Terminou na noite desta quarta-feira, 11, em um hotel de Curitibanos, interior de Santa Catarina, a aventura das duas estudantes paulistanas Ana Lívia Destefani Luciano, de 16 anos, e Giovanna Maresti Sant’Anna Silva, de 15 anos. Elas estavam desaparecidas desde quinta-feira à noite, 5, quando Giovanna ligou de seu celular para a avó dizendo que dormiria na casa da amiga.   Com a divulgação da história na mídia, o dono do hotel onde as meninas pretendiam se hospedar as reconheceu e chamou a polícia. Elas foram levadas para o Conselho Tutelar da cidade, confirmaram suas identidades e entraram em contato com suas famílias.   "Está tudo bem com elas, ainda bem que foi a hipótese mais inocente.
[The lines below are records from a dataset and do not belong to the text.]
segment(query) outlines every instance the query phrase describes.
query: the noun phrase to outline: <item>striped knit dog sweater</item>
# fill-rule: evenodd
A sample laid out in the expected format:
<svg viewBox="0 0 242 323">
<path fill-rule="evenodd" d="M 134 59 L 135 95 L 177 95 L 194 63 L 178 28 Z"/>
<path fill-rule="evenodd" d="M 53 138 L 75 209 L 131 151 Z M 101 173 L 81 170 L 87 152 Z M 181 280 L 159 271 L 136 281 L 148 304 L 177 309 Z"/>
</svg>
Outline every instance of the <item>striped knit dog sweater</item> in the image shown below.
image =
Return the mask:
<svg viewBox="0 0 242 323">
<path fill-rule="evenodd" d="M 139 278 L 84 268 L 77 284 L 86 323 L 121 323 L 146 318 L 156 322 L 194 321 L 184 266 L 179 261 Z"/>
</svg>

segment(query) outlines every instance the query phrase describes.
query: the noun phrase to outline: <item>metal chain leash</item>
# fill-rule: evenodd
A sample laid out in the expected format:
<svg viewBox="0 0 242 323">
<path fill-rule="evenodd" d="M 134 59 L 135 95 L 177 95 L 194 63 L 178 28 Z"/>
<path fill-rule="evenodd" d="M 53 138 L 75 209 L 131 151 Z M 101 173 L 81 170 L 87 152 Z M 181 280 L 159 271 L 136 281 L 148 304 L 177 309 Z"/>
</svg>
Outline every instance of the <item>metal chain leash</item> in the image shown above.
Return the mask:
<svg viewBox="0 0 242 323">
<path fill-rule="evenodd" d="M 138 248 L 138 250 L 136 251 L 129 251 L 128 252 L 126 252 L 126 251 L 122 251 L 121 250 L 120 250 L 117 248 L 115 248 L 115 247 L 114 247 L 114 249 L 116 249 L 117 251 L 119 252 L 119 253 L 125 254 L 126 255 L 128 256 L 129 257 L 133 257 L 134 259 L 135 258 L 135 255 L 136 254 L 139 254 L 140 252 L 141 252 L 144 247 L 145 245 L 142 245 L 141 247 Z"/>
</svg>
Acharam que ninguém ia se importar ou ir atrás e tentaram fugir para a Argentina", disse o irmão de Ana Lívia, Gabriel Dib. Por telefone as meninas disseram que passaram por diversas cidades, pegando caronas - mas não detalharam o itinerário.   A mãe de Ana Lívia, Maria Valéria Destefani, ficou sabendo da notícia por volta das 20h45, depois de uma ligação de policiais da cidade de Curitibanos. "Só me falaram que elas estão bem e que vão permanecer no Conselho Tutelar até decidirmos como será a volta", diz. "Fiquei sabendo que o dono do hotel em Curitibanos reconheceu as duas e ligou para a delegacia. Me contaram também que elas foram roubadas durante a viagem, só isso. Devemos mandar agora as passagens aéreas para elas voltarem logo, porque demora muito para a gente ir de carro até lá. Mas graças a Deus estão bem."                                                                        Ana Lívia e Giovanna em Imagens divulgadas por familiares   Já rindo ao telefone e nitidamente aliviada, Maria Valéria ainda pensa em teorias para explicar a viagem da filha de 16 anos. "Vamos conversar bastante quando ela chegar, bastante mesmo", conta. "Acho que ela fugiu porque achava o colégio muito opressivo, queria mudar de lá. Também acho que a Giovanna incentivou ela a fugir, não tem outra explicação. Acho que essa história deu muito pano para manga para ser discutido, muito assunto em pauta. Os pais não sabem o que os filhos pensam, não existe comunicação dentro da família, até que acontece algo como isso. Não vou colocá-la de castigo, isso não, mas vamos ter que conversar."